Script:
#!/bin/sh -x
ARGS=""
CMD="./run_this_prog"
. . .
ARGS="-first_args '-A select[val]' "
. . .
$CMD $ARGS
I want the commandline to be expanded like this when I run this shell script:
./run_this_prog -first_args '-A select[val]'
Instead what shell does (note the added '\' before each single quote):
+ ARGS=
+ CMD='./run_this_prog'
+ ARGS='-first_args '\''-A select[val]'\'' '
and what it ran on commandline (escaped every special char - Not what I want):
./run_this_prog -first_args \'\-A select\[val\]\'
I tried escaping single quotes like :
ARGS="-first_args \'-A select[val]\' "
But that resulted in (added '\' after each backslash):
+ ARGS=
+ CMD='./run_this_prog'
+ ARGS='-first_args \'\''-A select[val]\'\'' '
I did my googling but couldn't find anything relevant. What am I missing here? I am using sh-3.2 on rel6 centOS.

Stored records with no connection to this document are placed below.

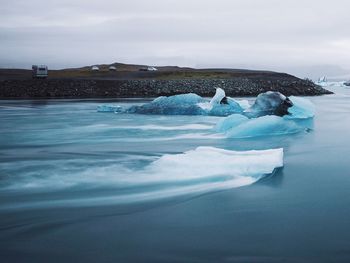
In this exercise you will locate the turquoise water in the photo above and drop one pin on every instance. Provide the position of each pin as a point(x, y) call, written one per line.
point(78, 185)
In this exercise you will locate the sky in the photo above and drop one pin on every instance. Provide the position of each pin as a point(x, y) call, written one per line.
point(307, 38)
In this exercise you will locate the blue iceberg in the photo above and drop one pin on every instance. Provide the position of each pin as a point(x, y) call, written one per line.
point(269, 103)
point(183, 104)
point(238, 126)
point(302, 109)
point(109, 108)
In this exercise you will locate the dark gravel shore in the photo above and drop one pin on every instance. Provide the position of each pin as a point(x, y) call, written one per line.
point(152, 84)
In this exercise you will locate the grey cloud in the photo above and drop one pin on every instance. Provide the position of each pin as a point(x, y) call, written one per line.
point(265, 34)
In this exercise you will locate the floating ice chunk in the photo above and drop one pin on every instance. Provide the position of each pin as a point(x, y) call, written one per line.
point(218, 97)
point(183, 99)
point(229, 168)
point(229, 122)
point(189, 104)
point(237, 127)
point(109, 108)
point(302, 109)
point(203, 170)
point(183, 104)
point(244, 104)
point(269, 103)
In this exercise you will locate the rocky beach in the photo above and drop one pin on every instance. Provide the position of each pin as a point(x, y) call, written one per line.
point(129, 81)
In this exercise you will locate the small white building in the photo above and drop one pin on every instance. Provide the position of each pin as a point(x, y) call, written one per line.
point(151, 69)
point(40, 71)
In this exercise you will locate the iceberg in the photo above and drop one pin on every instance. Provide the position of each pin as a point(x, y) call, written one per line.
point(109, 108)
point(302, 109)
point(194, 172)
point(238, 126)
point(230, 122)
point(190, 104)
point(183, 104)
point(269, 103)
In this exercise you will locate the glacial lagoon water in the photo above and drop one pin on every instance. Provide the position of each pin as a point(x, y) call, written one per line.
point(77, 185)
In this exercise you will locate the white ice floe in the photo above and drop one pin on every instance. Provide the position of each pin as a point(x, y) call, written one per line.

Once a quote is inside a string, it will not work the way you want: Inside a string quotes are not syntactic elements, they are just literal characters. This is one reason why bash offers arrays.
Replace:
#!/bin/sh -x
...
ARGS="-first_args '-A select[val]' "
$CMD $ARGS
With:
#!/bin/bash -x
...
ARGS=(-first_args '-A select[val]')
"$CMD" "${ARGS[@]}"
For a much more detailed discussion of this issue, see: "I'm trying to put a command in a variable, but the complex cases always fail!"